Outside our bedroom, which used to belong to Rajni and her parents, I could hear the hustle and bustle of preparations. I could hear my uncle Vichu’s voice asking my grandma if there was anything to munch on. “You’ll eat after the baby eats,” she scolded. A stroke she suffered several years ago had thwarted the dexterity in her right hand and arm, but had not diminished anything else to date. She was still ruling our roost with absolute authority. I was getting hungry, too. I could smell the puja fire and camphor being ignited. I could hear the jingle of a priest’s brass bell and his booming voice as he cleared his throat and gave orders about the proper placement of vessels to a younger priest.

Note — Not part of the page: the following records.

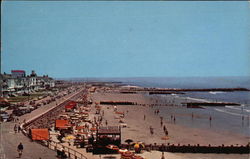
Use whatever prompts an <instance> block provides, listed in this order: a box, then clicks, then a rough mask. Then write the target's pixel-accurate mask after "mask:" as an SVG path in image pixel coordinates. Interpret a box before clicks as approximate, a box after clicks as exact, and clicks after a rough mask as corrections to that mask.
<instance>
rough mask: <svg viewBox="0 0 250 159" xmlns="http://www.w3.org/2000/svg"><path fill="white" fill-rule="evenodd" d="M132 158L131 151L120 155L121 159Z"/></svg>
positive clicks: (125, 152)
mask: <svg viewBox="0 0 250 159" xmlns="http://www.w3.org/2000/svg"><path fill="white" fill-rule="evenodd" d="M132 156H134V153H133V152H131V151H127V152H124V153H122V154H121V158H122V159H131V158H132Z"/></svg>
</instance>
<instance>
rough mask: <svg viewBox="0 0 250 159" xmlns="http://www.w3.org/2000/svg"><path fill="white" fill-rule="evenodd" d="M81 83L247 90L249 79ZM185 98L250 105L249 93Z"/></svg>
mask: <svg viewBox="0 0 250 159" xmlns="http://www.w3.org/2000/svg"><path fill="white" fill-rule="evenodd" d="M75 80H81V81H108V82H111V81H112V82H122V83H123V84H127V85H136V86H141V87H150V88H152V87H155V88H248V89H250V77H186V78H184V77H141V78H79V79H75ZM184 96H185V97H193V98H202V99H209V100H212V101H225V102H237V103H241V104H247V105H248V104H250V91H249V92H246V91H244V92H188V93H186V94H185V95H184Z"/></svg>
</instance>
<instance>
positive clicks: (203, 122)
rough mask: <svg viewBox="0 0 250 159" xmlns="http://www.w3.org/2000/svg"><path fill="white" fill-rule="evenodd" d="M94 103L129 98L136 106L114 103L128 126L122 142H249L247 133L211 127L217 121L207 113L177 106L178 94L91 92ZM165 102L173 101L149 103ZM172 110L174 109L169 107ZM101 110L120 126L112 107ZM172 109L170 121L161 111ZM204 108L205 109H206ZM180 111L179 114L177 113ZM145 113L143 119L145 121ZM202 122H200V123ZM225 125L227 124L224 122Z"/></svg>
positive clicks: (91, 95)
mask: <svg viewBox="0 0 250 159" xmlns="http://www.w3.org/2000/svg"><path fill="white" fill-rule="evenodd" d="M91 98H92V100H93V101H94V102H98V103H100V101H131V102H136V103H138V105H117V109H118V111H119V112H124V113H125V117H124V119H123V122H124V123H125V124H127V127H125V128H122V142H124V141H125V140H126V139H132V140H134V141H142V142H144V143H146V144H153V143H158V144H159V143H170V144H182V145H183V144H185V145H187V144H191V145H192V144H200V145H208V144H211V145H217V146H218V145H222V144H224V145H246V144H247V143H248V142H249V136H247V135H242V134H239V133H233V132H230V131H228V130H223V129H222V130H218V129H216V128H214V127H215V126H214V125H216V124H214V122H216V121H211V123H210V121H209V115H207V114H205V115H204V114H199V113H195V114H193V118H192V113H190V112H189V111H187V108H186V107H181V106H177V105H179V103H180V102H181V100H183V99H178V97H174V96H173V97H171V96H168V97H166V98H165V100H160V98H157V97H155V98H153V97H149V96H146V95H144V94H120V93H95V94H92V95H91ZM167 101H168V104H171V102H170V103H169V101H173V103H172V105H170V106H154V107H151V106H149V105H150V104H152V103H155V102H158V103H157V105H164V104H166V102H167ZM171 109H174V110H175V111H173V110H171ZM102 110H104V114H105V115H104V120H103V124H104V125H105V123H104V122H105V120H107V122H108V125H110V126H111V125H119V120H118V119H116V118H117V114H116V113H115V112H114V106H110V105H102ZM155 110H159V114H155ZM166 111H171V112H173V113H172V114H171V115H173V116H174V117H175V118H176V120H175V121H173V119H172V120H171V115H170V114H164V113H161V112H166ZM203 111H206V110H205V109H204V110H203ZM180 112H181V113H180ZM144 115H145V120H144ZM161 117H163V124H162V126H161V123H160V122H161V120H160V118H161ZM190 121H191V122H193V123H194V124H195V122H197V123H198V122H199V123H200V125H202V126H201V127H192V126H191V127H189V126H185V125H183V124H179V123H181V122H182V123H183V122H187V125H190V124H191V123H189V122H190ZM201 123H202V124H201ZM225 124H226V123H225ZM163 126H165V127H166V128H167V130H168V132H169V137H170V138H169V140H167V141H163V140H162V139H161V138H162V137H163V136H165V133H164V131H163ZM150 127H152V128H153V129H154V134H153V135H151V134H150V130H149V128H150Z"/></svg>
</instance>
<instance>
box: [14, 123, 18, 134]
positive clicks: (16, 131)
mask: <svg viewBox="0 0 250 159" xmlns="http://www.w3.org/2000/svg"><path fill="white" fill-rule="evenodd" d="M17 129H18V127H17V125H16V124H15V126H14V132H15V134H16V133H17Z"/></svg>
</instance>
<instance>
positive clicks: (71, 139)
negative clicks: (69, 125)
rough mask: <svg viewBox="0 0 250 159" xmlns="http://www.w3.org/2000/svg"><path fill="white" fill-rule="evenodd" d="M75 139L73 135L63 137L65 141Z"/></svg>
mask: <svg viewBox="0 0 250 159" xmlns="http://www.w3.org/2000/svg"><path fill="white" fill-rule="evenodd" d="M75 138H76V137H75V136H73V135H68V136H66V137H65V139H66V140H72V139H75Z"/></svg>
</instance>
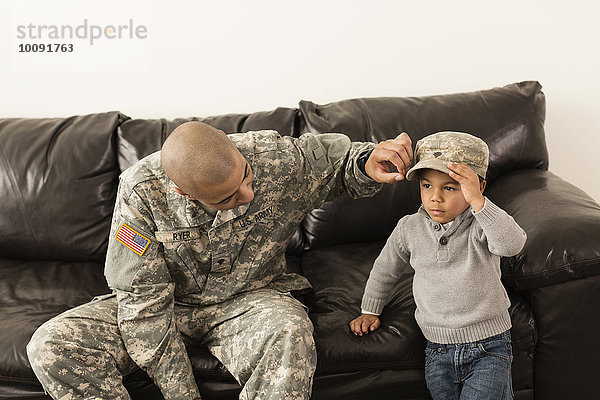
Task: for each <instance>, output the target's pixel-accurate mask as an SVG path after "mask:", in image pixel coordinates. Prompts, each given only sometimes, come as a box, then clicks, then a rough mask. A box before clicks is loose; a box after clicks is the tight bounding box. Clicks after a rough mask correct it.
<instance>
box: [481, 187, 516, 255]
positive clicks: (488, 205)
mask: <svg viewBox="0 0 600 400" xmlns="http://www.w3.org/2000/svg"><path fill="white" fill-rule="evenodd" d="M473 215H474V216H475V219H476V220H477V222H479V225H480V226H481V229H482V230H483V234H484V235H485V238H486V240H487V244H488V249H489V251H490V252H491V253H492V254H495V255H497V256H500V257H512V256H514V255H517V254H518V253H519V251H521V250H522V249H523V246H525V242H526V241H527V234H526V233H525V231H524V230H523V229H522V228H521V227H520V226H519V224H517V223H516V221H515V220H514V218H513V217H511V216H510V215H508V213H506V211H504V210H503V209H501V208H500V207H498V206H497V205H495V204H494V203H492V202H491V201H490V199H488V198H487V197H486V198H485V205H484V207H483V208H482V209H481V210H480V211H478V212H474V213H473Z"/></svg>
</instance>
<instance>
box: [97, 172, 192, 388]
mask: <svg viewBox="0 0 600 400" xmlns="http://www.w3.org/2000/svg"><path fill="white" fill-rule="evenodd" d="M155 231H156V229H155V227H154V223H153V222H152V218H151V214H150V212H149V210H148V207H147V206H146V204H145V203H144V201H143V200H142V198H141V197H140V196H138V195H137V193H136V192H135V191H134V190H130V189H129V190H126V189H124V187H123V185H122V184H121V185H119V193H118V195H117V203H116V205H115V212H114V214H113V221H112V228H111V235H110V238H109V244H108V253H107V258H106V265H105V275H106V279H107V281H108V284H109V286H110V287H111V288H112V289H113V290H114V291H116V293H117V300H118V314H117V315H118V317H117V318H118V325H119V329H120V331H121V335H122V338H123V342H124V343H125V347H126V348H127V352H128V353H129V355H130V356H131V358H132V359H133V361H134V362H135V363H136V364H137V365H138V366H139V367H140V368H142V369H143V370H144V371H146V372H147V373H148V375H149V376H150V377H151V378H152V379H153V380H154V382H155V383H156V385H157V386H158V387H159V389H160V390H161V392H162V394H163V396H164V398H165V399H184V398H187V399H193V398H196V397H200V394H199V392H198V387H197V385H196V382H195V380H194V375H193V373H192V367H191V363H190V360H189V358H188V356H187V352H186V350H185V346H184V344H183V340H182V338H181V335H180V334H179V331H178V330H177V326H176V323H175V316H174V312H173V307H174V294H173V293H174V283H173V281H172V280H171V277H170V274H169V272H168V269H167V267H166V263H165V261H164V258H163V252H162V248H161V247H160V246H159V244H158V242H157V241H156V239H155V237H154V232H155Z"/></svg>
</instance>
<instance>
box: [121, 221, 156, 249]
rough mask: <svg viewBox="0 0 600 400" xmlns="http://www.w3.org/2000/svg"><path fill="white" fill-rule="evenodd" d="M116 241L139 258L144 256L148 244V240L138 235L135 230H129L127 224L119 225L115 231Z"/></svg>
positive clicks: (133, 229)
mask: <svg viewBox="0 0 600 400" xmlns="http://www.w3.org/2000/svg"><path fill="white" fill-rule="evenodd" d="M116 238H117V240H118V241H119V242H121V243H123V244H124V245H125V247H127V248H128V249H130V250H132V251H133V252H134V253H136V254H139V255H140V256H143V255H144V252H145V251H146V249H147V248H148V245H149V244H150V239H148V238H147V237H145V236H144V235H142V234H140V233H139V232H138V231H136V230H135V229H133V228H131V227H130V226H129V225H127V224H121V226H120V227H119V230H118V231H117V236H116Z"/></svg>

Soon I heard chanting and the familiar call of Rajima: “Padma, eh Padma! Inga va, velleela va!” “Come out here now,” she beckoned, not much different from when I was late for the St. Michael’s school bus. I smeared some kohl into my eyes and ran out with the baby. Outside in the living room sat the members of my family, of this old household, who were left in Chennai. In front of them were three priests in semicircle formation around the fire, on the embellished floor. I was instructed to sit at my uncle’s feet, with Neela on one side and Bhanu on the other. Krishna was placed on my lap and made to lie across. All of us were in our formal Benares silk saris and the heat and smoke from the puja fire were getting to me, making my eyes sting and water. With the chanting, the smell of incense, the fire and commotion, and being engulfed in the middle of a dazzling tangle of all our colorful saris, Krishna became fussy. She began to uncharacteristically wriggle and cry. While it worried me, it did not so much as ruffle Rajima. When I looked up at her, she immediately sensed what I was thinking. She raised her hand, bony fingers spread. “Don’t worry. She is supposed to cry. Her life will never be the same. You can’t give her everything.”